İtalya Uluslararası Siyasi Çalışmalar Enstitüsü (ISPI) tarafından yayımlanan raporda, İran’ın İsrail ile 2025'te yaşadığı öngörülen çatışmanın ardından caydırıcılığı sağlamak adına nükleer silah geliştirmeye yöneleceği iddia edildi.
YDH - İtalya Uluslararası Siyasi Çalışmalar Enstitüsü (ISPI), "2026'da İzlenecek Kriz: İran" başlıklı bir rapor yayımladı.
Raporda, İran’ın 7 Ekim sonrası süreçte ve özellikle İsrail ile Haziran 2025’te yaşanacağı senaryolaştırılan 12 gün savaşnın ardından, askeri nükleer konuları yeniden bölgesel tartışmaların merkezine taşıyarak caydırıcılığı yeniden tesis etme arayışında olduğu belirtildi.
Raporda, İsrail ve Amerika Birleşik Devletleri'nden (ABD) gelen suçlamalara rağmen, İran Devrim Lideri Ayetullah Ali Hamenei'nin, Haziran 2025'teki savaşa kadar uranyumu yüzde 90 oranında zenginleştirme ve füzeye monte edilebilir kompakt nükleer savaş başlıkları geliştirme kararlarını engellediği ifade edildi.
Devrim Muhafızları başta olmak üzere rejim içindeki çeşitli çevrelerin baskısına rağmen Ayetullah Hamenei'nin bu tavrını koruduğu belirtilen metinde, yazarın araştırmacılarına konuşan kaynakların, bu konuda herhangi bir karar alındığını yıllarca reddettiği aktarıldı.
Raporda, "Eğer Hamenei, Benyamin Netanyahu'nun henüz sadece bir milletvekiliyken 1992'de İran'ı bu hedefi gütmekle suçlamaya başladığı dönemde atom bombası üretmeye niyetlenseydi, İran'ın bombası yıllar önce hazır olurdu" değerlendirmesine yer verildi.
"Hamenei nükleer başlık için talimat verdi"

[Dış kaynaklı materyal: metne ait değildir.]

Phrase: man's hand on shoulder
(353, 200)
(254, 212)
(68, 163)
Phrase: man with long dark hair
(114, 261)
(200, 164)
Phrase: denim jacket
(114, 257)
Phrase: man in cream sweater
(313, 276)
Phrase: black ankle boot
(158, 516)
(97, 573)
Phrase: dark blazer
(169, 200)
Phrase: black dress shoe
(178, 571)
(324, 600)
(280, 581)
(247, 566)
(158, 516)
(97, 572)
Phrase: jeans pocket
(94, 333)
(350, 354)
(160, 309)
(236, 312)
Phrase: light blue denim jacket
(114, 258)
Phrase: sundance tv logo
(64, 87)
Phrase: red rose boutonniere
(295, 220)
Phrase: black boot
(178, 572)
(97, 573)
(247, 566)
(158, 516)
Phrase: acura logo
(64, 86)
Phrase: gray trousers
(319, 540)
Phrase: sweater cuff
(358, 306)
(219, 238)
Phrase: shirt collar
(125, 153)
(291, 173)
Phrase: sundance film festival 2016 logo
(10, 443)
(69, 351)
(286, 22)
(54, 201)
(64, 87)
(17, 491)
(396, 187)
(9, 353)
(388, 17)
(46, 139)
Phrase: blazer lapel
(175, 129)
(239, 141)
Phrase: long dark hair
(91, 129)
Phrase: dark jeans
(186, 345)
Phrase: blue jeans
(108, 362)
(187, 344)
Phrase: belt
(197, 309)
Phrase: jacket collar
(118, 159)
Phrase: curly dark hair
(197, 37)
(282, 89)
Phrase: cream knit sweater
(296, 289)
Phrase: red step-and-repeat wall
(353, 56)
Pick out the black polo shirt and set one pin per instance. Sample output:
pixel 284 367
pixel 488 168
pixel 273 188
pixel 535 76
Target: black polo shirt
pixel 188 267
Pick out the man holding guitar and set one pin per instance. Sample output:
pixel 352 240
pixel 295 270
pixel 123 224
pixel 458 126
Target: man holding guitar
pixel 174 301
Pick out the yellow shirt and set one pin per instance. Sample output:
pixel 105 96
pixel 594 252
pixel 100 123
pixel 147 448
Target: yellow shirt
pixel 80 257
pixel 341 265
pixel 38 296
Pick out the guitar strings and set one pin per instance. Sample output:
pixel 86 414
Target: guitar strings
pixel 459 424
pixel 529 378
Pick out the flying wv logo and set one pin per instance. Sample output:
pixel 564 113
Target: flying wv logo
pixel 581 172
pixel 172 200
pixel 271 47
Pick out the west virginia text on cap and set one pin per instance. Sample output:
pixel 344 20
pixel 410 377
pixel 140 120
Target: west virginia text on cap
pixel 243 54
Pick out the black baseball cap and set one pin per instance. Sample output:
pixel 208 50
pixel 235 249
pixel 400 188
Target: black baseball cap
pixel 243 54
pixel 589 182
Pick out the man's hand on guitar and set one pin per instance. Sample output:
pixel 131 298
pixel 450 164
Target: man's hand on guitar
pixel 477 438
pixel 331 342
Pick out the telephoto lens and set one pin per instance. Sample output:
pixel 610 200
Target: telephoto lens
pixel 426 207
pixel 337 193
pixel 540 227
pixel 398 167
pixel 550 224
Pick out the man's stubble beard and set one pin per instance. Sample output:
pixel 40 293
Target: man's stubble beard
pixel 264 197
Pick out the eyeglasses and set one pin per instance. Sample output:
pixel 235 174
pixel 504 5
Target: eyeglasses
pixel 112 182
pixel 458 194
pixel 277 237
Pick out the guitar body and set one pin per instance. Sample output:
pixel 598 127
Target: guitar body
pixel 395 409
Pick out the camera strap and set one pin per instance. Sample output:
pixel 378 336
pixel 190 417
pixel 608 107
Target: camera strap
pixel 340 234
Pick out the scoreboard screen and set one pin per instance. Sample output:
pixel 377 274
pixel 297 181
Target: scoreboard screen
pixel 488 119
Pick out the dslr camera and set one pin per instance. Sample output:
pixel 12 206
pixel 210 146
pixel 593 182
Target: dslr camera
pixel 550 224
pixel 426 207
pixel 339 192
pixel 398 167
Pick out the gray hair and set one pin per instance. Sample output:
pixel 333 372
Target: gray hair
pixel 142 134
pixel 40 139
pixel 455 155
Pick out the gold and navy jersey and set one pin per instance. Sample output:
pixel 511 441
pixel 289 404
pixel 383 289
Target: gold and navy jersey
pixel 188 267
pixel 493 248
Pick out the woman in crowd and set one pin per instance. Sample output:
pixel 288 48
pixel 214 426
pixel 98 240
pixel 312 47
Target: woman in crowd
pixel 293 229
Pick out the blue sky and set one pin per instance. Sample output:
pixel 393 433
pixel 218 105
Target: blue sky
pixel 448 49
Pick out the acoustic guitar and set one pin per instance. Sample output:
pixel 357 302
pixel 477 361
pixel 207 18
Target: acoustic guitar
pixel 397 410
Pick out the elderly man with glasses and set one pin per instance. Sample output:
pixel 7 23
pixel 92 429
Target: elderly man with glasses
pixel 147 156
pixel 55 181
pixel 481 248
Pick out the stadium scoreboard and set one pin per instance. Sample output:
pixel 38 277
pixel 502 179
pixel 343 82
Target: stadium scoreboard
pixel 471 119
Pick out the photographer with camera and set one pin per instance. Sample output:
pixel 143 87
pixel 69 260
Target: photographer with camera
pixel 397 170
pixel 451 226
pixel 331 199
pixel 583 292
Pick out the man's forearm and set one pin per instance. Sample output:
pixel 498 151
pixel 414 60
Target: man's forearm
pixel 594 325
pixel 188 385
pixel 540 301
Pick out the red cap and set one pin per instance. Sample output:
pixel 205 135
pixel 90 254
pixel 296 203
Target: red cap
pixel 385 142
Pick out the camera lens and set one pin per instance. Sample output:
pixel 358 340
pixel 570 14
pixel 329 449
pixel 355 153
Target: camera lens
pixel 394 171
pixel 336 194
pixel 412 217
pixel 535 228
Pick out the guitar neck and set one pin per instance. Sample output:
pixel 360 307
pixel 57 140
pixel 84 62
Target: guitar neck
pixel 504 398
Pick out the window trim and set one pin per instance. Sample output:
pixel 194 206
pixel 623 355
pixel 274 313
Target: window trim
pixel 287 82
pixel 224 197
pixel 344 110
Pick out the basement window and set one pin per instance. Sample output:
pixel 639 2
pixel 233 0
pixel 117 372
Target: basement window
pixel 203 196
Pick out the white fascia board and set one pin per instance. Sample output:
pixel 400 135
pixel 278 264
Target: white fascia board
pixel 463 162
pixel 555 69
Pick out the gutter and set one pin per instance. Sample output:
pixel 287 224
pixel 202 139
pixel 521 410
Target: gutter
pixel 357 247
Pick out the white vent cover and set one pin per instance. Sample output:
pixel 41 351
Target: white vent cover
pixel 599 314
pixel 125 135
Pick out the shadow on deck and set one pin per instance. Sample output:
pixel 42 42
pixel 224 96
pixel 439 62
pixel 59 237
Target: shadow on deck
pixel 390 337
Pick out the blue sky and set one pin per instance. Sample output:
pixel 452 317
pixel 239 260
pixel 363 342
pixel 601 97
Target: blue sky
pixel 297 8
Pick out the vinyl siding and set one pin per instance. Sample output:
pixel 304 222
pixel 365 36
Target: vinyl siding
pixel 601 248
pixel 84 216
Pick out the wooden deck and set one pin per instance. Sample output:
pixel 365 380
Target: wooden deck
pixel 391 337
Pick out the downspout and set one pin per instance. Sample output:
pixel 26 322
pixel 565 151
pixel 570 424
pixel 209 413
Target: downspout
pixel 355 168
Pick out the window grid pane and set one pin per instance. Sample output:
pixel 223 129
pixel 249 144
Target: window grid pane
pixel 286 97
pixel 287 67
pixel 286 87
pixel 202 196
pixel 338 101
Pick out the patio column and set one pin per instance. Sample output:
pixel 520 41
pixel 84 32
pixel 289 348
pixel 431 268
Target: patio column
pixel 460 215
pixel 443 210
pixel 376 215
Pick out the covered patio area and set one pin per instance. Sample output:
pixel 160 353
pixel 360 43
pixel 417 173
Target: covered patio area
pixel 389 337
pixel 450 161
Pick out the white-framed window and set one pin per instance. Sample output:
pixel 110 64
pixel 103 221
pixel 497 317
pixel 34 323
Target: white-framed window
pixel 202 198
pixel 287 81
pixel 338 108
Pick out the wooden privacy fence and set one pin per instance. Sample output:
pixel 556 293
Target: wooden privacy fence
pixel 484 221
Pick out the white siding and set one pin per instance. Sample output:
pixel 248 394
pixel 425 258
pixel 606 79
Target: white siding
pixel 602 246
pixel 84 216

Uluslararası Atom Enerjisi Ajansı (UAEA) raporlarına göre İran'ın elinde bulunan yüzde 60 oranında zenginleştirilmiş uranyumun atom bombası yapımı için yeterli olduğu, ancak bunun Hürremşehr gibi 2 bin kilometre menzilli ve yaklaşık 2 ton faydalı yük kapasiteli füzelere monte edilebilecek kadar kompakt olmadığı vurgulandı.
Raporda, nükleer silah geliştirme kararının yıllarca reddedilmesinin ardından, Tahran'daki kaynakların artık farklı bir tablo çizdiği belirtildi. Metinde şu ifadelere yer verildi:
"Tahran'daki kaynaklarımız, Hamenei'nin ekim ayında balistik füzeler için kompakt savaş başlıklarının geliştirilmesine yeşil ışık yaktığını söylüyor. Bununla birlikte Hamenei, uranyumun yüzde 60'ın üzerinde zenginleştirilmesine henüz izin vermedi. Ancak İran'ın UAEA'ya hiç bildirmediği gizli tesislerden birinde, çok gizli bir zenginleştirme programının yürütüldüğüne dair söylentiler de dolaşıyor."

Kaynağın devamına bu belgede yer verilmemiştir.